I have talked before about how careful we must be in looking at research into homeschooling in the USA and then applying the conclusions to home education in this country. The very fact that the favoured name for the activity in America is homeschooling provides a clue as to why this should be. Looking at big studies in America, such as Rudner's Achievement and demographics of home school pupils in 1999, indicates what I mean by this. The typical profile of the American parent who keeps her children at school looks very different from British home educators.

The parents in these families were educated to a higher level than average. In a quarter of families one or both parents were qualified teachers. The percentage of parents who were married was higher than the national average, perhaps connected with the fact that many of these families were devoutly religious evangelical Christianity being the most common denomination. The mothers tended to stay at home and those who did work only did so part-time. This is hardly a surprise. These look like very conventional families, where the father goes out to work and the mother stays at home with the children. The whole family worship in church on Sundays. This is a lifestyle and family structure which is less common in this country. Overall, only 6 per cent of the families belonged to ethnic minorities, compared with around 30 percent nationally.

I think that if we were to poll the members of organisations such as Education Otherwise, HEAS and Home Education UK, a rather different picture might emerge. Of course in both countries there is a wide range of home educating parents, ranging from conservative Christians to left wing atheists, but on the whole, the picture is very different. This is reflected in the nature of the main organisations for home educators. In the USA are groups like the Home School Legal Defense Association, while in this country we have the ones which I mention above. Education Otherwise would probably be relaxed about a same sex couple raising a child or about abortion, while very few home educators in this country are probably in favour of regular physical punishment of children.

In America, the situation is so different, that some parents here might have trouble grasping the the sort of things which so many homeschoolers take for granted in the USA. For example the HSLDA are very passionate about guns, among other things. When the government passed a law banning the possession of a gun within a thousand feet of a school, the HSLDA was outraged at this violation of rights and supported its repeal. A lot of these people tend to be very strongly anti-abortion and anti-gay as well, probably not typical positions for home educators here. (Interestingly, the woman who runs the Friends of Dominic Johanssons group lives in Pennsylvania and is active in both fields, being particularly enraged by homosexuality). Another 'right' that many American homeschoolers are very determined about is the right to hit their children and insist that they follow the family religious practice. This is why the HSLDA is so opposed to the American ratification of the United Nations Convention on the Rights of the Child. Only two countries in the world have not signed this; America and Somalia!
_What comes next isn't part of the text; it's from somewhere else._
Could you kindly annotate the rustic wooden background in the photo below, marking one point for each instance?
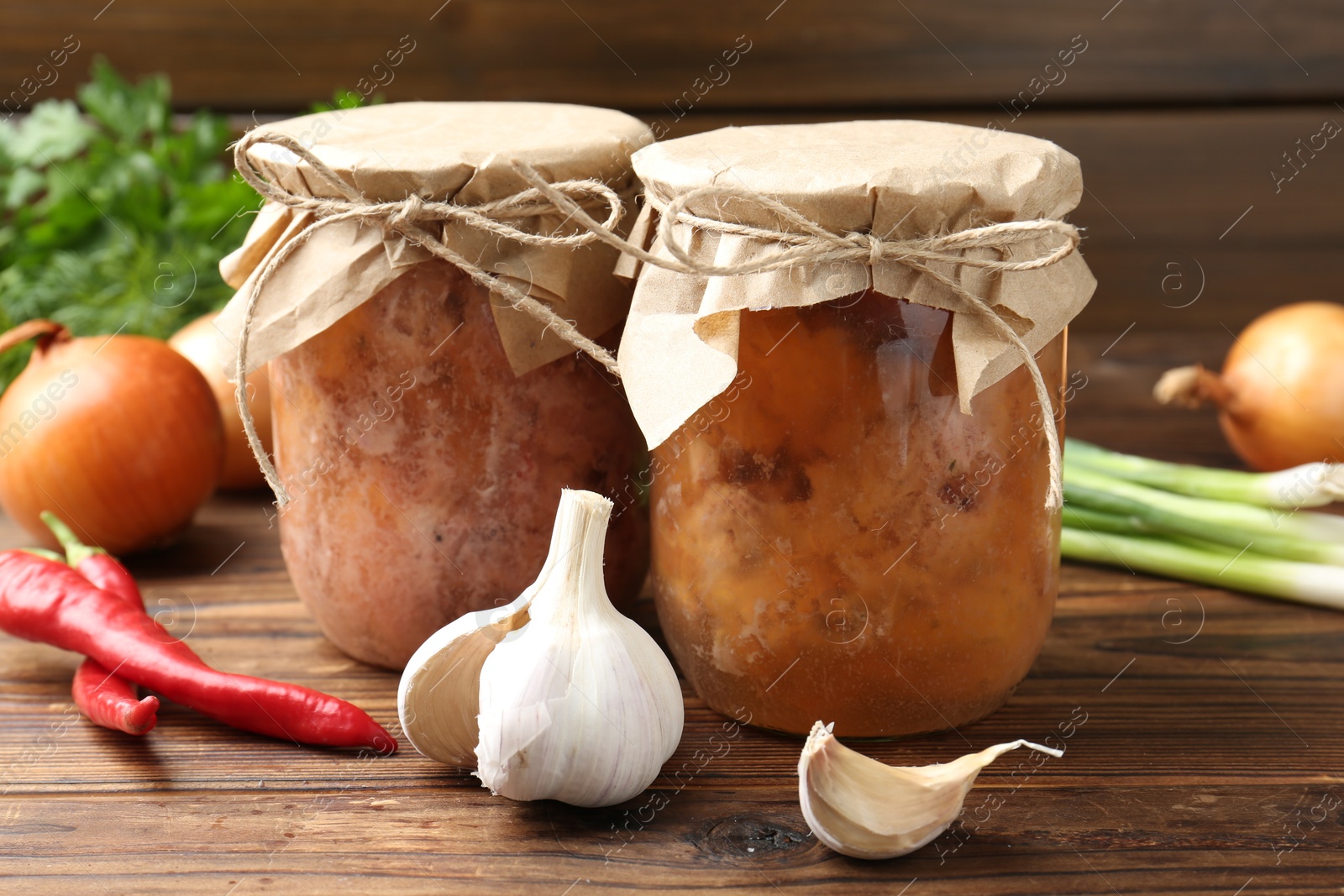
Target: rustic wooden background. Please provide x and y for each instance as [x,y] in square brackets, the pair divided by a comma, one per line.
[1180,112]
[1203,208]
For my own part, I am quite relaxed about all this. I suspect that I have a little more in common with this sort of conservative approach which tends to be slanted towards structure education than I do towards the laid back, wooly liberal attitudes which I see a lot here. I do think though that it is well for parents in this country to be aware of these differences. If you are a liberal Humanist who is all in favour of gay rights, a woman's right to abortion and opposed to guns and beating children, then it might be as well to stop a little and think carefully about the kind of campaigns which might attract somebody with precisely opposite views to your own. Otherwise, you might find yourself in some very strange company indeed and aligned by implication with some causes which you would probably run a mile from in your own country.